Sunday, May 30, 2010

Thunguma Project for street kids

May 30
Thunguma Rehabilitation Project, another program that works with street children was started in 2006 with seed money from the Street Children's Rehabilitation Trust Fund. It is located in Nyeri, about 3 hours from Narobi. Right now, Thunguma serves 132 kids from the age of five through 20. No child is forced to come to the center. The staff is referred to children by police, family, and social workers. They approach the children and tell them about the center and the support that is available. The child must choose to come to Thunguma voluntarily and can leave whenever they want to.
The project focuses on three components:
1. Education: When the children first arrive, many have been on the street for months or years and cannot function in a school setting. They may have drug addictions and other health issues that makes it hard for them to concentrate and they are not used to structure and discipline. First, their health needs are taken care of and they are counseled and tutored one-on-one for short periods of time--maybe twenty minutes--until their concentration improves. Eventually, they are mainstreamed into local primary school classrooms. Although most have had little formal education, some develop dramatically intellectually and also in terms of their leadership skills. Many can't go on to secondary school [high school] because they can't afford the fees or pass the required tests. Thunguma offers vocational classes for these kids in carpentry, welding and metal work, and dressmaking. We met one young woman who now has her own dressmaking business in a small kibanda [a stall for selling things] near the center. Colorful dresses, skirts, blouses, and handbag hung from the walls of her kibanda where she sat working her foot-pedal Singer sewing machine. She also sold fruits, vegetable and charcoal. A very industrious ex-street kid!

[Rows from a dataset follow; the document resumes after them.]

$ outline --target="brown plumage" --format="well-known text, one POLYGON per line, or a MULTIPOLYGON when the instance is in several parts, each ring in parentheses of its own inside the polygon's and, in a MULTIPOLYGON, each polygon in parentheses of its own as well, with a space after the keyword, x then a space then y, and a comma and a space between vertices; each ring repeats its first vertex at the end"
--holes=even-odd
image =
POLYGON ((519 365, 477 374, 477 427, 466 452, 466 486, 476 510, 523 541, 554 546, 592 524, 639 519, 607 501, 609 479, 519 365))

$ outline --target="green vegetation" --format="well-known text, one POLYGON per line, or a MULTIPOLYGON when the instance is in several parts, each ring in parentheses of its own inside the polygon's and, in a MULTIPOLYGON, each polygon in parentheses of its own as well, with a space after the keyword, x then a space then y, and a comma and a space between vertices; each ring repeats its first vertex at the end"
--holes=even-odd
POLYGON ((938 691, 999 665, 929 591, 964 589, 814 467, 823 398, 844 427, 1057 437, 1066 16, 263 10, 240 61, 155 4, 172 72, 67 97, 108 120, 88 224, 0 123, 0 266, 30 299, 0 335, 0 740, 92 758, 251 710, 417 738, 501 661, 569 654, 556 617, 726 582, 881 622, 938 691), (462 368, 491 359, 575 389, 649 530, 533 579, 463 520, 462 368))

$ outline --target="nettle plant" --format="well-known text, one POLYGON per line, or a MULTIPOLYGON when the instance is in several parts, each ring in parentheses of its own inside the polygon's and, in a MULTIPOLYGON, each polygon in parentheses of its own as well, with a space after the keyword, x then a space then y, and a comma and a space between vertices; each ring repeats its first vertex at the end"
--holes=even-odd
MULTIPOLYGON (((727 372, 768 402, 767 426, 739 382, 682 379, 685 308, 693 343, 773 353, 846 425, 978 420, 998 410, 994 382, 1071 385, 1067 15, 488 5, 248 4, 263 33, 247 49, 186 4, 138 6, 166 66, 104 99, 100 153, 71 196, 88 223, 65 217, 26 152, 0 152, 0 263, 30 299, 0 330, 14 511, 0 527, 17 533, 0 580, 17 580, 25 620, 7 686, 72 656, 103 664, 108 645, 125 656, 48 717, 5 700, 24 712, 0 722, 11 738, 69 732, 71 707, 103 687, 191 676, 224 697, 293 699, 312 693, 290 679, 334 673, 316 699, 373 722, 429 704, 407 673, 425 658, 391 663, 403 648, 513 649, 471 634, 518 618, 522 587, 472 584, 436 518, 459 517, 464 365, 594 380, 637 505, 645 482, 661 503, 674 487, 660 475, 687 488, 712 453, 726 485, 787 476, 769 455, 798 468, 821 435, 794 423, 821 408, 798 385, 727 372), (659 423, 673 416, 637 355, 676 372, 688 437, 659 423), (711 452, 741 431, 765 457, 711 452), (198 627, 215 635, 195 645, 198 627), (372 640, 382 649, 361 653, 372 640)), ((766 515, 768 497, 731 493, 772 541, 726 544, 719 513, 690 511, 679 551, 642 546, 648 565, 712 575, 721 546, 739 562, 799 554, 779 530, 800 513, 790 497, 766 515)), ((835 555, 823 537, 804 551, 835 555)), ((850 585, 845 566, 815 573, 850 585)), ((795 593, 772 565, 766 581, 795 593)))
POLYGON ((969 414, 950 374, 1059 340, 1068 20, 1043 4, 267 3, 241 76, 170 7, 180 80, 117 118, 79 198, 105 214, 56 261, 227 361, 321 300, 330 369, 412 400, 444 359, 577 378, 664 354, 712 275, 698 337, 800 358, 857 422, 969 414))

2. Psychosocial intervention: The kids who come to the center have a history of trauma. Many lost their parents to HIV-AIDs; some have tested positive themselves. A lot have suffered physical and sexual abuse at home and in the street and most are addicted to some kind of drug or to glue sniffing. Interventions include help with drug withdrawal, counseling, life skills training to help them learn how to make decisions, set goals, develop self-determination and self-esteem.
3. Sustainability: The Program Director, Paul Maina, told me of the center's plans to become a self-sustaining "eco-community." They have a farm that the children manage that provides food for the center and they also have a health clinic managed by a trained nurse that has been recently opened up to the local community. Maine's goal is that eventually, the local community will take over operation of the the center.